Coaching information
Representative
| Years | Team | Gms | W | D | L | W% |
| 19??–?? | Auckland |  |  |  |  |  |
| 1961 | New Zealand | 2 | 1 | 0 | 1 | 50 |
- Source:

= Des White =

New Zealand international rugby league footballer (1927–2023)

Desmond Henry White (16 February 1927 – 13 December 2023) was a New Zealand professional rugby league footballer who played in the 1940s and 1950s. A record-breaking goal-kicking , he was named amongst the country's finest players of the 20th century. His total for points scored in all matches (61) for the Kiwis is a record 467 (7 tries and 233 goals). He won championships with Auckland's Ponsonby club and his total of 794 points (391 goals and four tries) is the all-time club record.

==Playing career==
White played his first senior game with the Auckland Rugby League's Ponsonby club in 1947.

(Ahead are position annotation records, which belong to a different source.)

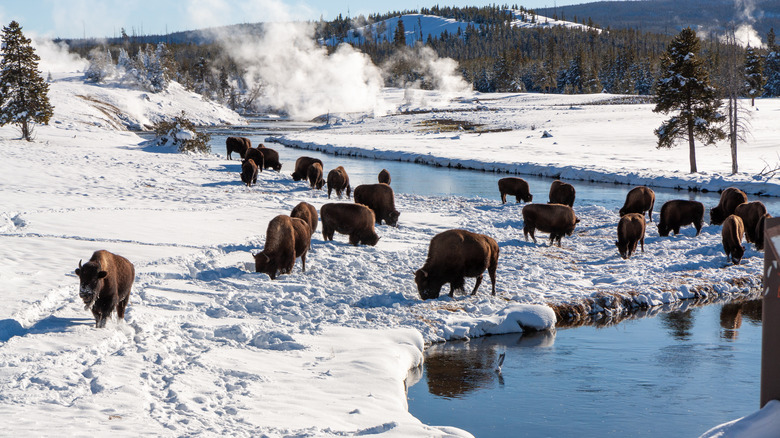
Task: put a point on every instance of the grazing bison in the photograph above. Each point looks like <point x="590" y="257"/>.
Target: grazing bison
<point x="380" y="199"/>
<point x="556" y="219"/>
<point x="384" y="176"/>
<point x="639" y="200"/>
<point x="307" y="212"/>
<point x="355" y="220"/>
<point x="256" y="156"/>
<point x="315" y="176"/>
<point x="339" y="180"/>
<point x="631" y="229"/>
<point x="249" y="172"/>
<point x="454" y="255"/>
<point x="302" y="167"/>
<point x="561" y="193"/>
<point x="516" y="187"/>
<point x="104" y="285"/>
<point x="729" y="199"/>
<point x="678" y="213"/>
<point x="732" y="232"/>
<point x="278" y="254"/>
<point x="750" y="213"/>
<point x="237" y="144"/>
<point x="760" y="231"/>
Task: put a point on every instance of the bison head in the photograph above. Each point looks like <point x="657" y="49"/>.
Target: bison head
<point x="90" y="282"/>
<point x="427" y="288"/>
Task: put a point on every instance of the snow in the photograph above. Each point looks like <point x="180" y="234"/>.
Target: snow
<point x="210" y="347"/>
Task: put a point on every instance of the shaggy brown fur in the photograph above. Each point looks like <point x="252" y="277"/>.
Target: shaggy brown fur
<point x="355" y="220"/>
<point x="631" y="229"/>
<point x="339" y="180"/>
<point x="237" y="144"/>
<point x="454" y="255"/>
<point x="562" y="193"/>
<point x="556" y="219"/>
<point x="516" y="187"/>
<point x="729" y="199"/>
<point x="639" y="200"/>
<point x="678" y="213"/>
<point x="307" y="212"/>
<point x="105" y="282"/>
<point x="379" y="198"/>
<point x="732" y="232"/>
<point x="302" y="167"/>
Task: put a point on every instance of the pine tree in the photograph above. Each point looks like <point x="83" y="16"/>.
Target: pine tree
<point x="754" y="74"/>
<point x="684" y="87"/>
<point x="24" y="98"/>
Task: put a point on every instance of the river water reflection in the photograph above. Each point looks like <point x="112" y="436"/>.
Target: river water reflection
<point x="677" y="374"/>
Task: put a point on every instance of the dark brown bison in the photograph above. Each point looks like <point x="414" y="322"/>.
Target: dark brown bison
<point x="355" y="220"/>
<point x="562" y="193"/>
<point x="750" y="213"/>
<point x="384" y="176"/>
<point x="249" y="172"/>
<point x="454" y="255"/>
<point x="256" y="156"/>
<point x="631" y="229"/>
<point x="280" y="250"/>
<point x="678" y="213"/>
<point x="760" y="231"/>
<point x="104" y="285"/>
<point x="307" y="212"/>
<point x="516" y="187"/>
<point x="315" y="176"/>
<point x="732" y="232"/>
<point x="556" y="219"/>
<point x="639" y="200"/>
<point x="302" y="167"/>
<point x="729" y="199"/>
<point x="339" y="180"/>
<point x="381" y="199"/>
<point x="237" y="144"/>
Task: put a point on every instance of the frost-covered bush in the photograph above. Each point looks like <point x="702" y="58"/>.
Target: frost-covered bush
<point x="182" y="133"/>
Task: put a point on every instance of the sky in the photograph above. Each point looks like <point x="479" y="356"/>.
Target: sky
<point x="105" y="18"/>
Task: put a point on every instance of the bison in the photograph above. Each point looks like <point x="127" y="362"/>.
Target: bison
<point x="302" y="167"/>
<point x="631" y="229"/>
<point x="384" y="176"/>
<point x="339" y="180"/>
<point x="454" y="255"/>
<point x="750" y="213"/>
<point x="104" y="285"/>
<point x="281" y="249"/>
<point x="516" y="187"/>
<point x="729" y="199"/>
<point x="561" y="193"/>
<point x="307" y="212"/>
<point x="556" y="219"/>
<point x="249" y="172"/>
<point x="380" y="199"/>
<point x="639" y="200"/>
<point x="237" y="144"/>
<point x="315" y="176"/>
<point x="678" y="213"/>
<point x="355" y="220"/>
<point x="760" y="231"/>
<point x="732" y="232"/>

White toured Britain with the New Zealand national team in 1951, playing in the first ever televised match of rugby league at Station Road, Swinton against Great Britain and kicking two goals. During the 1951 French rugby league tour of Australia and New Zealand, White was selected to play for both Auckland and New Zealand at . He later kicked a world record 11 goals (from 14 attempts) against Australia in 1952 when New Zealand won the Test series in Brisbane. On that tour he set another record by scoring 107 points to become the first Kiwi to top the century in Australia. White kicked 18 goals in the series, equalling the world record.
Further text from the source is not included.